MLB Handicapping: Changes to Petco Park and Safeco Field
by Aaron Smith - 4/25/2013
Over the last few years, Major League Baseball has really been dominated by the pitchers. A decade ago it would have been unheard of to have a posted total under seven, but now that can occur in multiple games in a single day. Those who follow the game closely don’t have to be told how much more frequent no-hitters and perfect games have been in the last few years. The edge has certainly swung from the batter over to the pitcher.
Ardent fans of the game might not mind a lot of 2-1 or 1-0 final scores, but the casual fan certainly likes to see runs scored. We’re seeing a trend develop among ballparks to try to create an environment that is friendlier for hitters. Citi Field drastically moved in the fences before the 2012 season. Petco Park in San Diego and Safeco Field in Seattle decided it was time to move in the fences before the 2013 season. Let’s take a closer look at what has changed at these two parks. How will the changes affect baseball bettors?
Petco Park Changes
Petco Park became the San Diego Padres home field in 2004. The Padres have finished dead last in scoring in four of the last nine seasons. They have finished second-to-last in two other seasons. Since the debut of the ballpark, Padres hitters have a .236 average at Petco Park compared to a .256 average on the road. At the same time, Padres pitchers have had a 3.48 ERA at home versus a 4.59 ERA on the road.
Padres’ executives decided they had seen enough of the hard hit-balls that ended as long outs at the warning track in Petco Park. Before this season, the fences were moved in by more than 10 feet in both right center and left center field. In right center, the fences were also lowered from a level of 11 feet to just less than eight feet in height.
Petco Park is still going to be a pitchers ballpark for many reasons. The dimensions are still larger than most parks, but even more important is the marine layer of air in night games at the park. This layer of air is thick and difficult for a ball to fly through. Don’t expect the Padres to score runs in bunches this year, but look for a few extra fly balls to leave the yard.
Safeco Field Changes
It’s no secret that Safeco Field is one of those parks that pitchers love and hitters love to hate. Alex Rodriguez once called Safeco Field, “The hardest park in the history of baseball to hit in.” Mariners’ executives studied all the numbers last year and decided that Safeco had swung too far in the direction of the pitchers. In fact, ESPN’s MLB Park Factors listed Safeco as easily the most pitcher-friendly park in the majors in 2012.
Before the 2013 season, Safeco Field underwent some major changes.
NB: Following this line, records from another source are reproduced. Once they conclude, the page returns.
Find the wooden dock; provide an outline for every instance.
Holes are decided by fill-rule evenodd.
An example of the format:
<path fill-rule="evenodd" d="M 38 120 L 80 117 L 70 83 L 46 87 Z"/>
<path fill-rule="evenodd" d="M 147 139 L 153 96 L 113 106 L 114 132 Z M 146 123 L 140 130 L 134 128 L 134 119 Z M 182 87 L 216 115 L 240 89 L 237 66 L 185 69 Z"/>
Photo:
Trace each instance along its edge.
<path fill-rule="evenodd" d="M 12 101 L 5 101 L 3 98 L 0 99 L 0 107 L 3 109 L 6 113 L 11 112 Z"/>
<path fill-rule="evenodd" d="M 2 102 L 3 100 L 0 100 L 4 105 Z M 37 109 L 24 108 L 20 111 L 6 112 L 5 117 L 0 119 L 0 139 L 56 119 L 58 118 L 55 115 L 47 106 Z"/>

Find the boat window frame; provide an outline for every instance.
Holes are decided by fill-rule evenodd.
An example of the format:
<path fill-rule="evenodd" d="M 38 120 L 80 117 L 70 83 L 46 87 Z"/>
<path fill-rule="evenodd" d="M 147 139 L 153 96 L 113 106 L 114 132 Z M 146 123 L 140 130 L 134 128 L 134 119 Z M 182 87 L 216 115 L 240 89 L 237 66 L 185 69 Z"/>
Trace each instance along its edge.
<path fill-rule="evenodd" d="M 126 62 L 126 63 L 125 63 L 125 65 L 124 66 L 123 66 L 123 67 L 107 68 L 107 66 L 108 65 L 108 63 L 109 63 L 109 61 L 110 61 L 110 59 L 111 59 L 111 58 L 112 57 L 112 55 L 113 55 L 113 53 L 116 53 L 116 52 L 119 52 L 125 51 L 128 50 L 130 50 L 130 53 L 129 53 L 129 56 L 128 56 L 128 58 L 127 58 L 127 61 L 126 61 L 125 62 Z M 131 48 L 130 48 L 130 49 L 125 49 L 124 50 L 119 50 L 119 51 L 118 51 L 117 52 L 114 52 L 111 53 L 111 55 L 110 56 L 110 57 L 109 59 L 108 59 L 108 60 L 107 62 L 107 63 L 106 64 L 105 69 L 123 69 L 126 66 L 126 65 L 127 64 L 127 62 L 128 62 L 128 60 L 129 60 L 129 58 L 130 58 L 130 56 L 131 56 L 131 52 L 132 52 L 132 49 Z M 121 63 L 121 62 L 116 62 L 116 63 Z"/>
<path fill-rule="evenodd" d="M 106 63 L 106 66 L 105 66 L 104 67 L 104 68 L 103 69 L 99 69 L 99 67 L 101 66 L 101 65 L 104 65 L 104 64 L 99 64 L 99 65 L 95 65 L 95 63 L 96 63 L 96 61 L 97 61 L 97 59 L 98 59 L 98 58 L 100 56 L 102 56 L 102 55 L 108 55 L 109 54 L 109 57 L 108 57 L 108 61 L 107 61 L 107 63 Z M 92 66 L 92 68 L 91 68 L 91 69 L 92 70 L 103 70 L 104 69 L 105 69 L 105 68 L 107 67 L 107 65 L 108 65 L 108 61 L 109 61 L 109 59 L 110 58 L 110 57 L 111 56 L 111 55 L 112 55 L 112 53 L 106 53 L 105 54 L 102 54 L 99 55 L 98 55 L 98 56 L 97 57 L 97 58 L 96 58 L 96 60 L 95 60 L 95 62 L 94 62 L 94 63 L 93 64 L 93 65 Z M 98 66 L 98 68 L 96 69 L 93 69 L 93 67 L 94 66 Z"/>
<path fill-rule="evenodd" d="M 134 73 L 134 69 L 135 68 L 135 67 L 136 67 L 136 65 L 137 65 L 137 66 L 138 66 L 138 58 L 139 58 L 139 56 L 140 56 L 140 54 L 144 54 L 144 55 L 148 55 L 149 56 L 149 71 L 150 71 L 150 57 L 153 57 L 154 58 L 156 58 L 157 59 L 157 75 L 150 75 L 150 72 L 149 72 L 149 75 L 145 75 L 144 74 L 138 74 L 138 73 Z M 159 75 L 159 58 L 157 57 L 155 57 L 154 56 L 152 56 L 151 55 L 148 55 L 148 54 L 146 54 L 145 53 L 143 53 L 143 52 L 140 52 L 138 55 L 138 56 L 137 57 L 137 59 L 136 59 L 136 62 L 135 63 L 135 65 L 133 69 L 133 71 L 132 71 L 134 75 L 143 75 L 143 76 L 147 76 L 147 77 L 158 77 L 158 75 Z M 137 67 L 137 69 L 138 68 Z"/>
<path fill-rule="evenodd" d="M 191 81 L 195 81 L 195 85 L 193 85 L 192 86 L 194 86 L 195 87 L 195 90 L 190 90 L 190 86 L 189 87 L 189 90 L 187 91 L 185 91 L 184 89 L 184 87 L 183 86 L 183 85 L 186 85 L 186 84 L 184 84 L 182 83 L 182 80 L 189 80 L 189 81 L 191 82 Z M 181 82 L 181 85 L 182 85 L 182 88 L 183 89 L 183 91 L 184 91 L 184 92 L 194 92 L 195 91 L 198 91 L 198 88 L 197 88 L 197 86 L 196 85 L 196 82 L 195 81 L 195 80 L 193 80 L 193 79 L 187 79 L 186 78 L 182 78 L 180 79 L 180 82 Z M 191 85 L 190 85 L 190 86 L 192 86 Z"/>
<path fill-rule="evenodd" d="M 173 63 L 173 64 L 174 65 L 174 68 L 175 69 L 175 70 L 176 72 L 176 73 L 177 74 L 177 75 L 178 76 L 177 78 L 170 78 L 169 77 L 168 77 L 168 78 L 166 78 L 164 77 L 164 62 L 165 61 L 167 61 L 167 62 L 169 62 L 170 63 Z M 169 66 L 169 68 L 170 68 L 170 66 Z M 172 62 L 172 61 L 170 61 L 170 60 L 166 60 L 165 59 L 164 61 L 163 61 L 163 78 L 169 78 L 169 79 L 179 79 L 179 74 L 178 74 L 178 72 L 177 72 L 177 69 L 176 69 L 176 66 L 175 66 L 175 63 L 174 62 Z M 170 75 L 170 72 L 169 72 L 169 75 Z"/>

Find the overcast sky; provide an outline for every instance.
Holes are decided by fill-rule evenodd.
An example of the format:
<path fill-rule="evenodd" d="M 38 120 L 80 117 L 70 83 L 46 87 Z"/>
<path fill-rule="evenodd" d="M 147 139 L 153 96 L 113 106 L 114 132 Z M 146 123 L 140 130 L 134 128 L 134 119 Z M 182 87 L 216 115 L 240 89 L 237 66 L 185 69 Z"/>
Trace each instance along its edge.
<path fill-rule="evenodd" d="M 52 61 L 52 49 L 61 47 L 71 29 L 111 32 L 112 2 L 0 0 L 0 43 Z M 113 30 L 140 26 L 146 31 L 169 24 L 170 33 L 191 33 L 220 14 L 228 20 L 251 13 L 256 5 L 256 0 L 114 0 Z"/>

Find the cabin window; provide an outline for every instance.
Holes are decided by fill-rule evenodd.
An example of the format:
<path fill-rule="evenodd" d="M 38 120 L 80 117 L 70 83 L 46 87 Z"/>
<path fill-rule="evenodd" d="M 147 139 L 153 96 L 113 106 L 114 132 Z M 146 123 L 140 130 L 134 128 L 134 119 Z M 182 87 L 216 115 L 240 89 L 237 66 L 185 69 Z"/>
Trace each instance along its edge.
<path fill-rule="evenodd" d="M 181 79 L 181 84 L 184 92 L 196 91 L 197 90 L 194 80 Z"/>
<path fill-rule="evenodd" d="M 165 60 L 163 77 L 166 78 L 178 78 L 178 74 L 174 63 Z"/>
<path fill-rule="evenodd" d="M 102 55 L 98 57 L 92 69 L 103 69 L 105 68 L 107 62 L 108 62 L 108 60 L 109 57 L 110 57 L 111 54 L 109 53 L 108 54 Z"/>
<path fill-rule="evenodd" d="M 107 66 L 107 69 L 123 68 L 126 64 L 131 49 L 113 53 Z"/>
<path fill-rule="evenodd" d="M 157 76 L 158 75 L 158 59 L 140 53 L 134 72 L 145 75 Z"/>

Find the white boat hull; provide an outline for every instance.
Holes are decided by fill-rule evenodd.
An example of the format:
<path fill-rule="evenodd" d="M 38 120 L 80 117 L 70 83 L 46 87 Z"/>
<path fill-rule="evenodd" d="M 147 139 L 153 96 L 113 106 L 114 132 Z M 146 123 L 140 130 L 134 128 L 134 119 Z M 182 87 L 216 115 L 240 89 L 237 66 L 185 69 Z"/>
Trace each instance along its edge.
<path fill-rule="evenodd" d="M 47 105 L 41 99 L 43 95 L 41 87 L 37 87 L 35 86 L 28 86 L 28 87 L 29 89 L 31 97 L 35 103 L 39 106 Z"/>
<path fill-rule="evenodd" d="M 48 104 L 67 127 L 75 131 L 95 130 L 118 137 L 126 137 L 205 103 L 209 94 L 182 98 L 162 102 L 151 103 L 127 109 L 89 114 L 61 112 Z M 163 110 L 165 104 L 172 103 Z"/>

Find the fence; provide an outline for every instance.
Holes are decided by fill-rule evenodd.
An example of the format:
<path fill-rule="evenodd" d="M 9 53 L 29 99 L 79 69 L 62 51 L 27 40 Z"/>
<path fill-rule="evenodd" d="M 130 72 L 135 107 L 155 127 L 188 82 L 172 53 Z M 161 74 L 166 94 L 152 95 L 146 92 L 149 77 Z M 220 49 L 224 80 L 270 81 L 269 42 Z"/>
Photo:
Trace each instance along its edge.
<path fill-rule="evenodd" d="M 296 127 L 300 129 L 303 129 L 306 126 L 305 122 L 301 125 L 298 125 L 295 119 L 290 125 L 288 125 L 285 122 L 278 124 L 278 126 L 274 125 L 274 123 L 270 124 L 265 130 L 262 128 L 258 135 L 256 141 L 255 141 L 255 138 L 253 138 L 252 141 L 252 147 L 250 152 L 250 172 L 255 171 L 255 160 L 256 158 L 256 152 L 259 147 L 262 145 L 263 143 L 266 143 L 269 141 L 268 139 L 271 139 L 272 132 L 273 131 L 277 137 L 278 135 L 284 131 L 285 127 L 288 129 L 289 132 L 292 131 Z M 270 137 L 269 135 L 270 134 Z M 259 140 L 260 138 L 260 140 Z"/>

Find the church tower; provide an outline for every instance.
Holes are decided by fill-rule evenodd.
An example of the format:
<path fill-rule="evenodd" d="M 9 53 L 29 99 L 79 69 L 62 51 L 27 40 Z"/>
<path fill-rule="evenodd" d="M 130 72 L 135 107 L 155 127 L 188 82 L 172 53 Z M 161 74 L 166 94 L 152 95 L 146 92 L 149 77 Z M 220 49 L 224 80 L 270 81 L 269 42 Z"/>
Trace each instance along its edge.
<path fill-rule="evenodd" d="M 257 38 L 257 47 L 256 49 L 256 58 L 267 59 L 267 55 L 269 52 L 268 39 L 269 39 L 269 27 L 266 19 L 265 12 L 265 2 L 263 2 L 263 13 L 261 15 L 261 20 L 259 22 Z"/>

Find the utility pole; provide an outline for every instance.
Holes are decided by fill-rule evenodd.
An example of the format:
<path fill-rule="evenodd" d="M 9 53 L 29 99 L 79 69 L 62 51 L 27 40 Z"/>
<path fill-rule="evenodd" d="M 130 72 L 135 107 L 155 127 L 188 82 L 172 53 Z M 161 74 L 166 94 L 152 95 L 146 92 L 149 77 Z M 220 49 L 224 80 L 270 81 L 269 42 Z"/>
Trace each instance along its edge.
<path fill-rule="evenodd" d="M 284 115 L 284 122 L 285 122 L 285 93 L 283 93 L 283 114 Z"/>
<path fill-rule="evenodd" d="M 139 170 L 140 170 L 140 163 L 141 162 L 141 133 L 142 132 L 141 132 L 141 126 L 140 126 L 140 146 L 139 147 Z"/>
From the left field corner to the left-center power alley, the wall was moved in by four feet. The fence was also lowered from almost 17 feet to just eight feet in height. The left-center power alley used to be 390 feet from home plate, but now it is only 378 feet away. Dead center is now 401 feet away instead of 405 feet like it was last season. Right-center field was moved from 385 feet to a current level of 381 feet.
How These Changes Affect Bettors
What will these changes mean for bettors in 2013 and beyond? The first thing we need to remember is that both the San Diego Padres and Seattle Mariners are far from offensive juggernauts. It isn’t only the home park’s dimensions that have kept these two teams from piling up the runs in the past few years. Don’t expect lineups filled with borderline major league talent to start lighting up the scoreboard.
Past history of similar changes is something to look into in these situations. How did the changes at Citi Field change the game? There were 155 home runs hit at Citi Field in 2012. In 2011, there were just 108 home runs hit at Citi Field. A further study showed that of the 46 home runs hit that wouldn’t have cleared the wall at Citi Field in 2012, 25 of those were hit by the visitors rather than the Mets. It appears the moves at Citi Field brought the intended results of more runs, but it didn’t necessarily help the home teams.
We shouldn’t be surprised if the changes at Petco and Safeco help the opponent more than the home team as well. San Diego and Seattle might actually have a slightly smaller home-field advantage this year because their offenses just aren’t as good as most of their opponents.
It’s still very early in the season, but the “over” is 5-3-1 at Petco Park this year. The Padres are just 2-7 on their home field. The over is 3-6-1 in Safeco Field. The Mariners are 4-6 on their home field.
There will still be plenty of pitching duels at these two ballparks. At the same time, the next time you see a very low total posted at either of these parks with two questionable starting pitchers, it might not be a bad move to take the over. Also, look for spots to play against the home team when the opposition has a lineup that is more likely to cash in on the new dimensions of these two parks.